Considering Cascade is the most popular hop variety in the country today, this bill lends Dixie a remarkable level of anachronistic credibility. This recipe is also impossible following the historic timeline of lupulin evolution. According to a 2013 hop varietal guide published by the University of Vermont in conjunction with YCH Hops, a prominent hops grower and supplier in Washington, the in-demand aroma variety was “bred in 1956 and released for cultivation in 1972,” a full 65 years after Dixie introduced its “original” recipe.

Addressing this, Dixie says its recipe is proprietary, but today’s drinkers know this is “the beer they fell in love with growing up as a New Orleanian.”

Other brewers have been less forgiving.

“How can something that was developed in the 1970s be an original recipe of something that was produced in the early 1900s?” says one brewer, speaking on condition of anonymity. “I mean, as a brewer, that’s the first thing I noticed. No way in hell.”
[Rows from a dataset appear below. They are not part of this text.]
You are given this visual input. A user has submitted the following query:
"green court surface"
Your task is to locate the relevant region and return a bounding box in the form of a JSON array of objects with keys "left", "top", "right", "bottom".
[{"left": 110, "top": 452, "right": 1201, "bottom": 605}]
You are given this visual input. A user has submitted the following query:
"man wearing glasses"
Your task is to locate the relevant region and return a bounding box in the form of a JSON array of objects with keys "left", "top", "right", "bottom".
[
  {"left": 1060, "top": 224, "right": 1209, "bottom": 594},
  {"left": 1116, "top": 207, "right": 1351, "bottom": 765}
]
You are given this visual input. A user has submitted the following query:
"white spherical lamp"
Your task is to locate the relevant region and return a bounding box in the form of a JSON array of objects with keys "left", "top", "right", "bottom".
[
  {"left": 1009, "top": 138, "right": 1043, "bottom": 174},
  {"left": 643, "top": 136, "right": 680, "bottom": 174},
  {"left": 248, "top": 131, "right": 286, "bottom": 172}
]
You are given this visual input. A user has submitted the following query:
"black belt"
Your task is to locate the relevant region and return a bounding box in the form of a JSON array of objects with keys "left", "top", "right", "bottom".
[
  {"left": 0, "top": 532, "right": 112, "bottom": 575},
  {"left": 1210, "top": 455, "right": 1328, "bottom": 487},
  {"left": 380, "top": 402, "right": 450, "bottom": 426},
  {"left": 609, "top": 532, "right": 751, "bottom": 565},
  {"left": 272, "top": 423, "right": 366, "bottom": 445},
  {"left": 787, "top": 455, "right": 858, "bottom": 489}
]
All this combined has led brewers to view Dixie skeptically, but in fairness, others have welcomed the brand back with open arms. Polly Watts, owner of the reputable Avenue Pub, says she and others are “thrilled to see it come back,” adding that, at her place, Dixie has taken dollars away not from local brands, but from the so-called big guys. Others seem to agree, as the New Orleans Advocate reported last week that Dixie’s third batch, now in production, is larger than its first two combined.

“I see great long term potential for Dixie to take market share away from the large macros,” Watts elaborates. “Once the brewery has opened here, that could have a nice, positive impact in our local economy.”

As for that promised brewery, Hales says the company is very close, having decided where it plans to go and is currently in the process of conducting engineering surveys. And that’s great news to even the angriest of brewers with whom GBH spoke, who see Dixie as having the potential to create local jobs and become a good neighbor. So, too, does Dixie wish to be a powerful local advocate for the industry.  Says Hales: “We’d like everybody to be drinking local the way they’re eating local. Certainly that’s important to us.”

Others still, though, have voiced concern that the racial implications of the brand’s name alone—the word “Dixie” most famously refers to the racist Confederate States of America—actually could work to damage the industry’s reputation. This is especially so, they say, at a time when the country grapples with tearing down confederate monuments. This is something Benson is no doubt acutely aware of, as national anthem protests over systemic violence against black Americans have underlined this NFL season. Indeed, these protests played out under his personal view of the field every Sunday. The stadium, now dressed in Dixie trademarketing, feels out of sync with some who view the name and implications negatively, even as its nostalgic qualities are positive for others. It’s difficult to curate historical associations when it’s also your unique selling point.

But in the end, given Dixie’s stated desire to be a good neighbor (and, as the company tells GBH, with an open invite for any concerned brewers to talk with them), those worried just aren’t sure what to make of it all. In one of the new Dixie spots, for instance, the same abovementioned disembodied voice intones, “This city doesn’t need another beer, but it does need Dixie Beer.” Wood, at Courtyard, says that line in particular “infuriated a lot of people.”

“Like, what do you mean?” he says. “No, we need more, we need jobs. New Orleans especially needs jobs and help and more industry. That really rubbed us the wrong way.”